The Yamashina Institute for Ornithology (山階鳥類研究所, Yamashina Chōruikenkyūsho) is a non-profit scientific research organization in Japan, specializing in ornithology.

==History==
The Yamashina Institute for Ornithology was founded by Dr. Yoshimaro Yamashina at his home in Shibuya, Tokyo, as a private museum to store his collection of bird specimens and books. Marquis Yamashina was the second son of Prince Yamashina Kikumaro. He opened his museum to the public in 1942. At the institute, Yamashina conducted research into bird taxonomy based on chromosomes, and wrote numerous technical journal articles and books on ornithology.
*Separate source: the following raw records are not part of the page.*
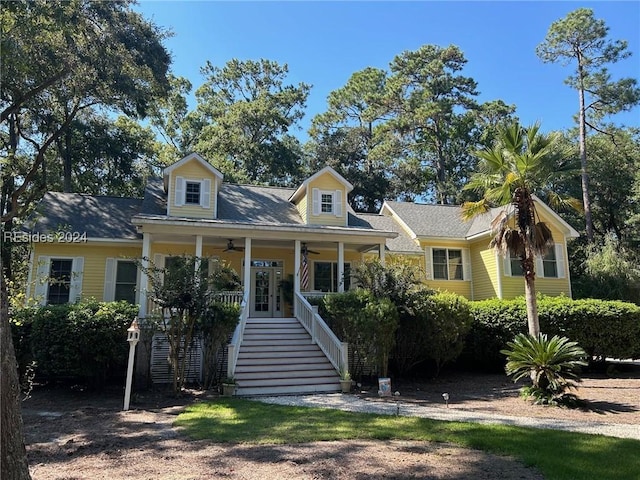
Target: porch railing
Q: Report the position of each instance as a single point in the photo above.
(335, 350)
(234, 346)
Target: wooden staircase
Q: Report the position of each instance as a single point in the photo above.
(277, 357)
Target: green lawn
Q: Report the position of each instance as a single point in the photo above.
(556, 454)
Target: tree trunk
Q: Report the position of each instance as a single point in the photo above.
(14, 464)
(582, 140)
(530, 295)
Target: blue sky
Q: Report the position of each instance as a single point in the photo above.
(324, 43)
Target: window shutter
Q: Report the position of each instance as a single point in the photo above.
(75, 289)
(466, 264)
(179, 193)
(560, 260)
(337, 202)
(42, 280)
(539, 266)
(205, 198)
(109, 280)
(428, 258)
(158, 263)
(316, 201)
(507, 264)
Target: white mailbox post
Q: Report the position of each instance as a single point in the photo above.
(133, 337)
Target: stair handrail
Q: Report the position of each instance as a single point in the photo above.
(233, 349)
(321, 334)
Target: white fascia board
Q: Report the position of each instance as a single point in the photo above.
(142, 223)
(396, 218)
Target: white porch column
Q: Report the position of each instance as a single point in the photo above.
(247, 268)
(340, 267)
(198, 252)
(296, 266)
(144, 277)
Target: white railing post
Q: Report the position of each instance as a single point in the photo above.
(314, 335)
(345, 357)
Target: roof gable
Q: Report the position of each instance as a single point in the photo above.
(190, 158)
(303, 187)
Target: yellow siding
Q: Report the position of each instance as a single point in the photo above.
(330, 183)
(514, 286)
(484, 268)
(95, 257)
(303, 208)
(192, 170)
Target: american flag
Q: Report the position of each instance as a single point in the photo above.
(305, 271)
The Institute relocated to its present location approximately 30 kilometers east of Tokyo at Abiko, Chiba, in 1984. The institute has maintained close ties to the Imperial Family of Japan. It is chaired by Prince Akishino, younger brother to the Crown Prince Naruhito of Japan, and their younger sister Princess Sayako worked as a researcher at the institute from 1992 to 2005, where she specialized in the study of kingfishers.

==Organization==
The institute is organized into three research sections:

- The Ornithology Research Laboratory specializes in the ecology and systematics of birds, including foraging patterns of marine birds and genetic variations of bird populations, mainly using DNA sequencing.
- The Bird Migration Research Center conducts bird banding campaigns, tagging more than 200,000 birds each year. It also experiments with radio telemetry, radar and satellite tracking to investigate migratory patterns.
- The Library and Collection Center maintains a collection of 69,000 different avian specimens from all over the world, especially from eastern Asia and the north-western Pacific regions and a library of 39,000 ornithological books and periodicals.
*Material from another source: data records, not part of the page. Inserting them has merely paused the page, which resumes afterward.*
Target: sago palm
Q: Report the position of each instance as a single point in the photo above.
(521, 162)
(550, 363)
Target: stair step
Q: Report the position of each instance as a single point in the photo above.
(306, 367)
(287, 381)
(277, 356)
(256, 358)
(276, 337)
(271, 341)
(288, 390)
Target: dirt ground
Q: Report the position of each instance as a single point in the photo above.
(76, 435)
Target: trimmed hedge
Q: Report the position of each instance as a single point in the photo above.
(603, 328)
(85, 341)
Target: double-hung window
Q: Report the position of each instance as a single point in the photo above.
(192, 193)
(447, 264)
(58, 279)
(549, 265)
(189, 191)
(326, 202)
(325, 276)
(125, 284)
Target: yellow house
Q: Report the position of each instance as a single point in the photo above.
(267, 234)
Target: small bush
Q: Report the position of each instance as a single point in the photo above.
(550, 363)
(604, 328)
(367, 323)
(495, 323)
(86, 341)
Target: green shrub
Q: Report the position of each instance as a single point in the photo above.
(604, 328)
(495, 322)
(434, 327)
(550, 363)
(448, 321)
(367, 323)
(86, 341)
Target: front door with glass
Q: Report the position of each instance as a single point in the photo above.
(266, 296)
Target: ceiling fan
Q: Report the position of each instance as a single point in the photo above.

==Publications and events==
The Yamashina Institute publishes several journals and reports, including the Journal of the Yamashina Institute for Ornithology, the annual Report of the Bird Migration Research Center and a monthly newspaper for support group members.

The institute also sponsors a biannual Yamashina Yoshimaro Memorial Ornithological Award to an individual or group who has made remarkable contributions to the development ornithology or the protection of birds.